To Sargon, Corbyn is a friend of Hezbollah and Hamas, and to show how threatening the feminists and LGBTQ section of the Labour party he shows various radical feminists with T-shirts saying ‘White People Are Terrorists’ and a trans-activist with a baseball bat and the tattoo ‘Die Cis Scum’, referring to cis-gendered people – those who identify with their biological gender. The over-educated lower middle class people he sneers at are graduates of gender studies, who work in McDonalds, or have submitted to what he describes as ‘office serfdom’.

It’s very much a simplistic view, but there’s much truth in it as well as great deal of distortion. Let’s go through it.

The UKIP View of the North

Firstly, it represents very much the UKIP view of events. The academic study of UKIP, Revolt on the Right,  found that its members were poorly educated, working class people in the north. They had socially Conservative views, hated the European Union, resented immigration, particularly Black and Asian, and felt abandoned by the traditional parties. He is also right in identifying the change from working class representation to middle class representation with Blair’s leadership. Blair didn’t like the working class. He wanted to get the votes of the swing voters in marginal constituencies. As Sargon’s video acknowledges, he supported the neoliberalism that had devastated the northern economy and which made so many northerners hate the policy’s architect, Maggie Thatcher. Within the party, Blair sidelined working class organisations like the trade unions in favour of courting and recruiting business managers.

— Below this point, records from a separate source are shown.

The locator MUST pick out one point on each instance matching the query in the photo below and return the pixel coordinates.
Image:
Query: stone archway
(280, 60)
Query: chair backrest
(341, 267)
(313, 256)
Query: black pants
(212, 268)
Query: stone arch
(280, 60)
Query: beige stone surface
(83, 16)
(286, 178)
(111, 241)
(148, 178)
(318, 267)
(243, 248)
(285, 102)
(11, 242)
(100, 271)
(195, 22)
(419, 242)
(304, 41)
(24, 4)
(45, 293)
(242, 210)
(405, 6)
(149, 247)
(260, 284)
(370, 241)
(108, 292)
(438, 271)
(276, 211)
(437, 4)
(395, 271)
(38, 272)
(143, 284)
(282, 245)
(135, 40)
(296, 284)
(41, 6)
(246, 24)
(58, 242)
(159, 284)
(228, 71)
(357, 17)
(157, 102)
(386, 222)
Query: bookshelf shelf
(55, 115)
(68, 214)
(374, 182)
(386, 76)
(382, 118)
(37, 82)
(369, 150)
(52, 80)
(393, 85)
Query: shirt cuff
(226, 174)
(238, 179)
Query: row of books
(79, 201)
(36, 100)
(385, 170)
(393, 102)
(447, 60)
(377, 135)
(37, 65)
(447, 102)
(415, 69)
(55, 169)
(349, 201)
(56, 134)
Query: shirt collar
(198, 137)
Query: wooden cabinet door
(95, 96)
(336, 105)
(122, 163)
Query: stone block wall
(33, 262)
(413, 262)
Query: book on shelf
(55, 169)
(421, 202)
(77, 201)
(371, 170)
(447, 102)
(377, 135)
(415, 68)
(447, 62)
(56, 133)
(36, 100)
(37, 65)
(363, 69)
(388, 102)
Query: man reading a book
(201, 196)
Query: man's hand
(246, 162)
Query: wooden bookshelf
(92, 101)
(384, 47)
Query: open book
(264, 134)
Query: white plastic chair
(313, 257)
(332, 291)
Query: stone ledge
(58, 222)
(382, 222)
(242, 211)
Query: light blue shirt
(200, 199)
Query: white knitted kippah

The Labour party was keen to represent Blacks and other ethnic minorities, women and gays due to its ideological commitment to equality. This policy became particularly important after Thatcher’s victory in 1979, when it appeared to some that the White working class had abandoned the party. I’ve also seen books published in the ’70s lamenting the right-ward movement within the Labour party due to its membership becoming increasingly middle class, so this trend actually predates Blair somewhat. However, it acquired a new importance under Blair because of the emphasis his administration place on BAME rights, feminism and gay rights. In my view, this was partly as an attempt to preserve some claim to radicalism and progressive values while abandoning socialism and the working class.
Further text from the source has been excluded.